Doğal değişime paralel toplumsal değişim. Yurtta barış, dünyada barıştır. Bu değerlerin ömrünü tamamladığını iddia edenlerin gözü ve gönlü kararmış olmalı. Bugün yaşadığımız yanlışların faturasını Atatürk’e kesmek, yokluk ortamında, iç ve dış düşmanlarla savaşırken uygulamak zorunda kaldığı bazı yöntemleri onun gerçek karakteri gibi göstermek, ömrü yetmediği için yapamadıklarını istismar etmek, tarihi ve kültürel bir değer olarak öne çıkardığı Türklük ve Ulus Devlet kavramlarını ırkçılık olarak nitelemek, insafsızlık, izansızlık, vicdansızlıktır. Atatürk, insan haklarının tüm vatandaşlarının hakkı olduğuna inanan, Ulus Devleti bir ırkın devleti değil, ortak geçmişi olan insanların ortak değeri ve o insanların ortak geleceklerinin güvencesi olarak gören, kazanımlarını ulusuna bırakıp giden, eseri yaşatıldığı sürece, sadece “hatırlanmakla” yetinen, insanlık tarihinde benzeri olmayan bir liderdir. Bütün fesat çabalara rağmen, hiçbir güç, hiçbir kesim, Türkleri Atatürk konusunda aldatamayacaktır, çünkü Türkler varlıklarını Atatürk’e borçlu olduğunun bilincindedirler.

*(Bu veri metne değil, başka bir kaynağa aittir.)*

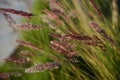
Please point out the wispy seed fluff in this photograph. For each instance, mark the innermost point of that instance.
(63, 49)
(28, 44)
(17, 12)
(27, 26)
(102, 32)
(42, 67)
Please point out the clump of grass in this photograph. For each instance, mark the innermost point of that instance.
(85, 50)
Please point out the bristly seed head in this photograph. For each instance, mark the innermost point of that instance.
(13, 11)
(9, 74)
(28, 44)
(27, 26)
(42, 67)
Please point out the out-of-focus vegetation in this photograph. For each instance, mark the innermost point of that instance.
(82, 35)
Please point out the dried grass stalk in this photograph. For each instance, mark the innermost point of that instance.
(28, 26)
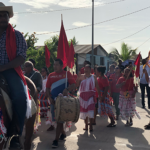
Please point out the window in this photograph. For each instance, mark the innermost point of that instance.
(94, 60)
(101, 60)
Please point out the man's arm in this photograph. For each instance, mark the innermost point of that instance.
(18, 61)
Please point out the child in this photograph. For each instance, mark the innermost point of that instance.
(105, 104)
(127, 104)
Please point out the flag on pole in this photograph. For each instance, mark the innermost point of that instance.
(47, 57)
(137, 63)
(70, 60)
(63, 46)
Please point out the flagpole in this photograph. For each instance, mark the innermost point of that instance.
(92, 33)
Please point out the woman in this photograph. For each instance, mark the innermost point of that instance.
(42, 96)
(87, 83)
(105, 108)
(127, 104)
(115, 92)
(111, 71)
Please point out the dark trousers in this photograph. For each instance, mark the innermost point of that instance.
(143, 86)
(17, 95)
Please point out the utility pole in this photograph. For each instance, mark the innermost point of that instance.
(92, 33)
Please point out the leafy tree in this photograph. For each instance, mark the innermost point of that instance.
(30, 39)
(126, 53)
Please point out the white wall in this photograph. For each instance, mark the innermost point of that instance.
(81, 58)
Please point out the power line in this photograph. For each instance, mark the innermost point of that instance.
(143, 43)
(68, 8)
(99, 22)
(128, 36)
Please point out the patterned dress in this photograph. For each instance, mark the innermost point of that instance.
(87, 98)
(105, 108)
(127, 103)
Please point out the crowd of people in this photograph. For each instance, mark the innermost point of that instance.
(97, 90)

Doğruyu bulmak, doğruyu yapmak meziyet, hatadan dönmek fazilettir. Politika, ne hep kavga etmek, ne de tümden teslim olmaktır, haklarını, bilmek, gücünü geliştirmek, koşulları doğru değerlendirip, kozları dengeli kullanmaktır. Bütün sıkıntılarımıza rağmen çok şeye sahibiz. Gücümüzü, insanlığımızdan, Türklüğümüzden, ulus bilincimizden, haklara saygılı oluşumuzdan alıyoruz. Bize bırakılan değerleri, akılcı ve bilimsel yöntemlerle koruyup daha da güçlendirmiş olarak, gelecek nesillere aktarmak borcumuzdur.
Arayışlarınız, çabalarınız bitmesin.